To the boy I loved from a long time ago

I thought of you today and my heart didn’t do its usual dance, which is good, I guess, because maybe it means that I am finally, finally over you. Getting over you was a long, arduous journey. Not because I miss all the things that we had, which is impossible because we never really had anything, but because I am plagued by the endless probabilities that we could have had.

I can’t really remember much about you now. I am not sure if what I do remember are facts or just fabrications of my infatuated mind. I forgot why I liked you in the first place.

When you found your love and I lost mine, the world felt like a dark place. I felt as if I have been robbed of something that I do not even own, something that I am not sure that I even really want in the first place: us, together. It was a phantom pain, a pain felt by something that ceased to exist.

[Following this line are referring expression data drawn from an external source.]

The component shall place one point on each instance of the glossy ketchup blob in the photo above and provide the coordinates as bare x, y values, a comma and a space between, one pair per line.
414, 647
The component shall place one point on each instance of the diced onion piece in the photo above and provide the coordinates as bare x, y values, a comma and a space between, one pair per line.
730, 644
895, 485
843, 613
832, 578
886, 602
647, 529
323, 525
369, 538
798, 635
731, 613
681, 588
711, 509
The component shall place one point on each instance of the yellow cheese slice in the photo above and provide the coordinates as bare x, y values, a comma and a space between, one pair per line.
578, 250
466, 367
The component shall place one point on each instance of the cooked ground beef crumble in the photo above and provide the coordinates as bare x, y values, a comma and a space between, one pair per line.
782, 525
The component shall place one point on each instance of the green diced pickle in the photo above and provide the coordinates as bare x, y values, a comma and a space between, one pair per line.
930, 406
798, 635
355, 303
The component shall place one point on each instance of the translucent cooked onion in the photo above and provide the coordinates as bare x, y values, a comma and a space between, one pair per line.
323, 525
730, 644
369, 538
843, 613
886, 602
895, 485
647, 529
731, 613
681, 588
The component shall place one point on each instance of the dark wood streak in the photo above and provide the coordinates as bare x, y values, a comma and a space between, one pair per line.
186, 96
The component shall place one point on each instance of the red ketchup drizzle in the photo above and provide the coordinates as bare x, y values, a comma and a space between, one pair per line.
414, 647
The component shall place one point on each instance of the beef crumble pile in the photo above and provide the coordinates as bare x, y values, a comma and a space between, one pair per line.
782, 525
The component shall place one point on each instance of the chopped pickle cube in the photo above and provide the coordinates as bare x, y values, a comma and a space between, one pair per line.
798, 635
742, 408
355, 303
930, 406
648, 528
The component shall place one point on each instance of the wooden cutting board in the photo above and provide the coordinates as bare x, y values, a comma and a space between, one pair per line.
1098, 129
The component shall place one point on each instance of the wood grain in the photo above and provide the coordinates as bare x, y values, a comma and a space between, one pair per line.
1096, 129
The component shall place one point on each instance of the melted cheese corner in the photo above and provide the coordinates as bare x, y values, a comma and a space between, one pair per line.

My dramatic teenage heart wept for those times that it felt that there was almost something. In retrospect, looking at it through the cold cynism of adulthood, there was nothing, absolutely nothing.

It was still painful losing you, yes. But it was not the sort of stabbing pain that I felt when I first saw you with her. The pain when I thought that you betrayed me, which is funny because there was nothing to betray in the first place. It mellowed out into a dull ache eventually. The kind of pain that you are not sure is there until you really think about it.

We were friends before I made the mistake of crossing the line. It’s not hard to do, you were heartbreakingly perfect. You gave mixed signals, or I just thought you did. What can I do but read into them, I am a female after all, our minds jump from friendship to matrimony in an instant. Or so you say.

I ended our friendship. You found her, the one that completes you. I am here picking up the pieces of something that isn’t broken.